Die Beiden konnten sich nie wirklich leiden, der Respekte war jedoch meist gegeben. Auch die Nummer 1 der Welt Michael van Gerwen erntete von Taylor oft böse Blicke und heftige Kritik. Deshalb meint Taylor auch gegenüber Sport1-Kultkommentator Elmar Paulke: "Das Spiel an sich hat sich verändert. Ich habe 1990 angefangen, damals hat eine ganz andere Generation gespielt. Heute sind die Youngsters anders als meine Generation damals. Sie haben einfach keinen Respekt mehr. Das ist nichts mehr für mich."
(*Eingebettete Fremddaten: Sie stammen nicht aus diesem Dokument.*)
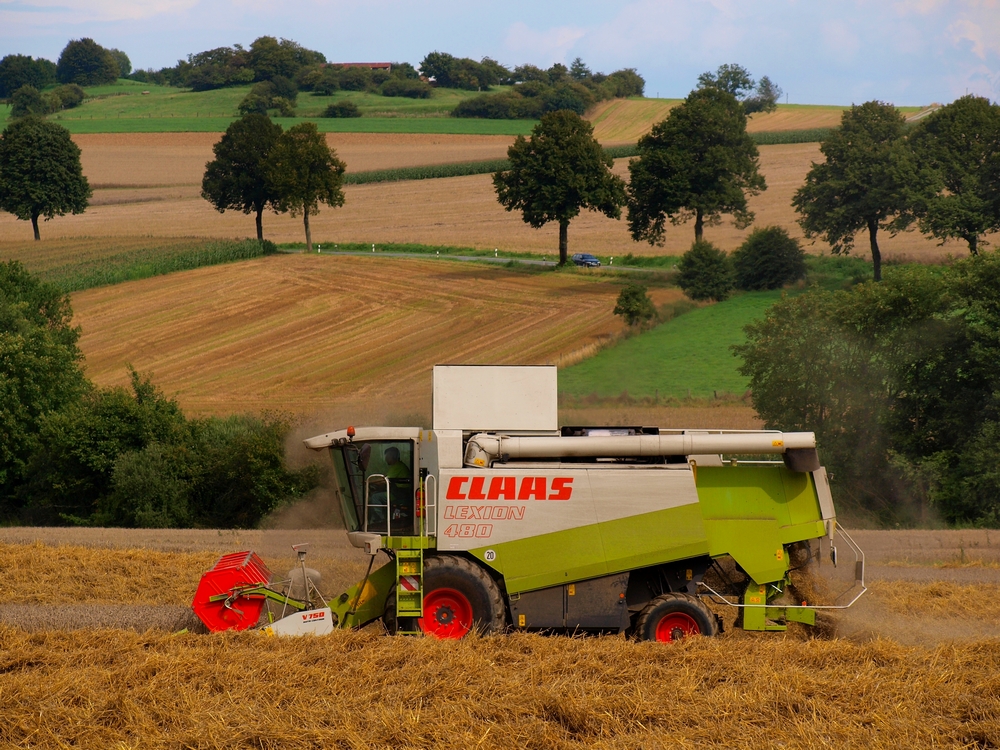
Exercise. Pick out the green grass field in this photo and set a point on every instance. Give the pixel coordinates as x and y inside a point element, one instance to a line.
<point>133,107</point>
<point>686,356</point>
<point>689,355</point>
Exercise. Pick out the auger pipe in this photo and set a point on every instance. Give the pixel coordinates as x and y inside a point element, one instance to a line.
<point>486,448</point>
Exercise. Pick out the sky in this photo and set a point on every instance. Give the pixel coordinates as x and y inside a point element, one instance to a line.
<point>907,52</point>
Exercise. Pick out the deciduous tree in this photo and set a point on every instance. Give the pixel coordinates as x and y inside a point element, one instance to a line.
<point>238,177</point>
<point>304,172</point>
<point>558,171</point>
<point>735,79</point>
<point>864,182</point>
<point>39,366</point>
<point>40,172</point>
<point>954,145</point>
<point>85,62</point>
<point>699,162</point>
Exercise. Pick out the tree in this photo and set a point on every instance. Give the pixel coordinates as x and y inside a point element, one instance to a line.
<point>559,170</point>
<point>40,172</point>
<point>863,184</point>
<point>39,366</point>
<point>20,70</point>
<point>698,162</point>
<point>27,100</point>
<point>87,63</point>
<point>304,172</point>
<point>736,80</point>
<point>768,259</point>
<point>124,64</point>
<point>237,178</point>
<point>634,304</point>
<point>953,145</point>
<point>705,272</point>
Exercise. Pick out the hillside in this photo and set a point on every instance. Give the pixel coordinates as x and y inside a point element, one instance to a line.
<point>307,333</point>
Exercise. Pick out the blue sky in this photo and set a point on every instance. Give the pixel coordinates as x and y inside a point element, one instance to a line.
<point>908,52</point>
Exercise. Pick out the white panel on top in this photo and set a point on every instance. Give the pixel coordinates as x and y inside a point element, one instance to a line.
<point>495,398</point>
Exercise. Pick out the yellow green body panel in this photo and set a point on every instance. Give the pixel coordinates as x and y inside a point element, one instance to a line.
<point>747,512</point>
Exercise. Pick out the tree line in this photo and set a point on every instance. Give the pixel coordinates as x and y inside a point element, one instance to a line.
<point>75,453</point>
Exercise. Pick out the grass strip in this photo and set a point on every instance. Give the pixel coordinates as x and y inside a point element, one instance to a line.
<point>144,263</point>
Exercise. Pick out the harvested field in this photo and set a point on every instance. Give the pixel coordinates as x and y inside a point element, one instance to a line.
<point>627,120</point>
<point>64,682</point>
<point>136,160</point>
<point>309,333</point>
<point>460,211</point>
<point>351,690</point>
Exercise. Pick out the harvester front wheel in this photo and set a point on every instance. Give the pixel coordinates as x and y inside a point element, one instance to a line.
<point>671,617</point>
<point>459,596</point>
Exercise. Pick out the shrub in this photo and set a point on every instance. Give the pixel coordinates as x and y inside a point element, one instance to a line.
<point>28,101</point>
<point>70,95</point>
<point>768,259</point>
<point>346,108</point>
<point>405,87</point>
<point>705,272</point>
<point>254,104</point>
<point>634,305</point>
<point>285,108</point>
<point>284,87</point>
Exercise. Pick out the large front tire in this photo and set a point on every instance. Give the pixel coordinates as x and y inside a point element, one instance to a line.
<point>672,617</point>
<point>459,597</point>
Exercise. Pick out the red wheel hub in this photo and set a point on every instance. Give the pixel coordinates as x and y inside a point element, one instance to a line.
<point>676,625</point>
<point>447,614</point>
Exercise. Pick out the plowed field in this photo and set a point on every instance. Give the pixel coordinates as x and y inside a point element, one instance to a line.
<point>303,333</point>
<point>459,211</point>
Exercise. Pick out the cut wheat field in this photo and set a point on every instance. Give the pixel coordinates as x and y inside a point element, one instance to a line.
<point>460,211</point>
<point>88,659</point>
<point>302,333</point>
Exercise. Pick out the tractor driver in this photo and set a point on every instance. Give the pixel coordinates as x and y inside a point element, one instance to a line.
<point>401,481</point>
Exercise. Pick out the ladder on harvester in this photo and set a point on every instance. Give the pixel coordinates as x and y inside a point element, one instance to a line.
<point>409,589</point>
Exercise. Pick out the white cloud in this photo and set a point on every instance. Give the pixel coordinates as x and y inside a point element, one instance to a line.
<point>840,40</point>
<point>46,12</point>
<point>543,47</point>
<point>980,27</point>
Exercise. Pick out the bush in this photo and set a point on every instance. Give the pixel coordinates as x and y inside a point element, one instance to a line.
<point>705,272</point>
<point>346,108</point>
<point>284,87</point>
<point>254,104</point>
<point>634,305</point>
<point>768,259</point>
<point>28,101</point>
<point>405,87</point>
<point>70,95</point>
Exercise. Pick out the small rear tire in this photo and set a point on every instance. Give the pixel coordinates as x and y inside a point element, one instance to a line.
<point>673,617</point>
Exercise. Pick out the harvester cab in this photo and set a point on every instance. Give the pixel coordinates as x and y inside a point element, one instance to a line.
<point>498,518</point>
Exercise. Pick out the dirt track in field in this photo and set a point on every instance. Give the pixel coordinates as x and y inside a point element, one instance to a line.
<point>454,211</point>
<point>300,333</point>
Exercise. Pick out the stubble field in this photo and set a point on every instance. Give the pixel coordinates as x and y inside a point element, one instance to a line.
<point>87,658</point>
<point>154,190</point>
<point>309,333</point>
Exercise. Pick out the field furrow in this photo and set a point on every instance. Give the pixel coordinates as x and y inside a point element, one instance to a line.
<point>302,332</point>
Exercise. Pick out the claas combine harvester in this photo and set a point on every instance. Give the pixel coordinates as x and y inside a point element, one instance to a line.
<point>497,519</point>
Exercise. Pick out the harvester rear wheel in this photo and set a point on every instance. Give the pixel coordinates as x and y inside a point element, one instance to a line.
<point>671,617</point>
<point>459,596</point>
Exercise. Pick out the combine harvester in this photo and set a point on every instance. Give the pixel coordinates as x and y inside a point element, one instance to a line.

Deshalb wählt "The Power" den freiwilligen Abgang. Niemand zwingt ihn, doch der Aufwand ist ihm mittlerweile zu viel. Diese Erkenntnis kam ihm nach einem Gespräch mit seinem guten Freund Peter Williams, Vater von Robbie Williams. "Nein, für mich ist jetzt Schluss. Ich möchte dieses Leben nicht mehr. Ich möchte nach vorne schauen und andere Dinge tun. Ich möchte jetzt einfach Zeit mit den Leuten verbringen, die mich mein ganzes Leben unterstützt haben. Es ist schön, jetzt nach vorne zu blicken. Jetzt dürfen die Youngsters ran!"
Das Ende des "Taylor Wonderlands"
Wie er betont, widmete er dem Darts sein Leben. Seine heutigen Konkurrenten und die folgenden Generationen werden es ihm auf ewig danken.
Damit die Textzeile "I've got the Power" von Snaps Welthit aber noch beim Einzug des Urgesteins bis zum WM-Finale ertönt, wird Taylor alles geben, das liegt in seiner Natur.
Was man laut seiner eigenen Aussage auf einen Weltmeister Taylor setzten sollte? "Jeden Penny." Danach wird ein Schlussstrich gezogen. Spekuliert wird mit einem möglichen Einzug ins englische Dschungelcamp im Frühjahr - definitiv aber ohne Pfeile.
Phil "The Power" Taylor, der GOAT (Greatest of all times) des Darts-Sports, geht in den Ruhestand und mit ihm das ganze "Taylor Wonderland". Seine Verdienste für den Sport werden aber nie in Vergessenheit geraten.